Panggilan tak terjawab,
Tanaya,
Handphoneku kembali berdering, kemudian, aku langsung bergegas menuju kosannya, dan firasatku mengatakan hal yang buruk akan terjadi nantinya, Tanaya seringkali membicarakan kematian saat mengobrol bersamaku, aku pergi meninggalkan Safira begitu saja tanpa mengucapkan apapun kepadanya. Maafkan. Aku mengambil semua keputusan itu, karena tidak ada suara yang terdengar saat aku menerima panggilannya, dan belakangan, Tanaya sering menatap kosong ditambah membicarakan kematian yang membuatku sangat mengkhawatirkannya, tapi, semua pesanku yang aku kirimkan selalu diabaikannya yang semakin membuatku takut dengan kemungkinan tersebut.

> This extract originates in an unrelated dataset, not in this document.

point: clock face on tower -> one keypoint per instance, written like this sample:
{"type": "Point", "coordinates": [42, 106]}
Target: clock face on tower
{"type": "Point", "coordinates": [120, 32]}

Aku tidak peduli dengan nafasku yang menyesakkan dadaku, kemudian aku menabrak pintunya dengan cukup keras, dan kulihat, dia sedang memegang pecahan gelas yang bagian atasnya lancip dengan matanya yang sembab, aku berjalan mendekatinya perlahan sembari mengatur nafasku, tapi, disamping itu dia juga berjalan mundur seirama dengan langkahku. Menetes air matanya. Aku sudah tidak bisa berpikir jernih, dan tubuhnya itu gemetaran, kemudian aku langsung mencengkram tangannya yang memegang pecahan gelas, tatapan matanya itu menggambarkan jelas kesedihannya serta keputusasaannya, lalu, aku seakan bisa merasakan apa yang sedang dirasakanya itu. Begitu menggetarkan hatiku.
Sungguh.
"Tan" ucapku
Aku memegang pundaknya, "Kamu yang kuat. Aku akan terus nemenin kamu, tapi, buang kaca itu sekarang"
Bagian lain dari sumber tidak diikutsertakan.